The Story
Why it exists.
The beginning
Boadicea the Victorious built its name on British history and unapologetic boldness. Decadence, released in 2024, is the house arriving at its own thesis. This one commits entirely, fruity sweetness, assertive leather, Cambodian oud that doesn't whisper. It's named for the thing itself: luxury that stopped performing. The name says it all, a willingness to lean into excess, to reject subtlety in favor of something that owns the room from the first moment it arrives.

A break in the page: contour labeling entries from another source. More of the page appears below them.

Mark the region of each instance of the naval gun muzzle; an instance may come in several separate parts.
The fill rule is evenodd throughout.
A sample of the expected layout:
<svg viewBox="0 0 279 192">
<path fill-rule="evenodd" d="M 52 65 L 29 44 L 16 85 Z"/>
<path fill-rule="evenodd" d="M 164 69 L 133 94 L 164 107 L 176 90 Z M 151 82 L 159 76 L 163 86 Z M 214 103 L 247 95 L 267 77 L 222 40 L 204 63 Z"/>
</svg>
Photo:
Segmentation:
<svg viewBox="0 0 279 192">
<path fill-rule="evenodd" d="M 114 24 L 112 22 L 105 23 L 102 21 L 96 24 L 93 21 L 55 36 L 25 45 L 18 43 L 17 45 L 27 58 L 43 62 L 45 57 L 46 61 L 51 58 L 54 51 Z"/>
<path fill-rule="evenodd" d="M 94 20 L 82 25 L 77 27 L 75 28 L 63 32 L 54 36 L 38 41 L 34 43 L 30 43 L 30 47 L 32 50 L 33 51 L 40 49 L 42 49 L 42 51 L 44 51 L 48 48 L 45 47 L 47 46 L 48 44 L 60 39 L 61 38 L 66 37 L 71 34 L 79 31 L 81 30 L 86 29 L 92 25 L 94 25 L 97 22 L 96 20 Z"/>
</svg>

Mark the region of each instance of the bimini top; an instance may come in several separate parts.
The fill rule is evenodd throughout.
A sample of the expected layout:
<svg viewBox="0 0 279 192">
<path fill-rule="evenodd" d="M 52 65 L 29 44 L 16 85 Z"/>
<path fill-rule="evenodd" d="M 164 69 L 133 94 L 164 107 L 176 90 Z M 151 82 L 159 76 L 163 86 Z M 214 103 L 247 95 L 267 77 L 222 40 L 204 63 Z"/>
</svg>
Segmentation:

The structure earns attention. Apple and raspberry give it approachability, but coriander and pink pepper undercut any temptation toward simplicity. The leather-magnolia heart is where the fragrance shifts register, creamy florals tempering bold animalic leather before Cambodian oud arrives to anchor everything in resinous darkness. Five top notes, two heart notes, two base notes. Nothing wasted, nothing padding the pyramid.
The evolution
The opening hits immediately, apple sweetness tempered by saffron's warmth and pink pepper's prickle. Within the first hour, leather dominates, magnolia petals softening its edges just enough to keep it wearable. The Cambodian oud doesn't arrive fashionably late; it arrives when the leather is still present, layering beneath it like a second skin. Eight to ten hours in, the drydown is all oud, warm, resinous, close. On fabric the next morning, a faint trace of blond wood and something darker underneath.
Cultural impact
Boadicea the Victorious has built its identity on compositions that refuse to compromise. Decadence, released in 2024, carries this forward. The exclusive Harrods availability makes it a sought-after piece for those who want something that doesn't announce itself quietly. The house has always dealt in fragrance as declaration, and this release continues that thread.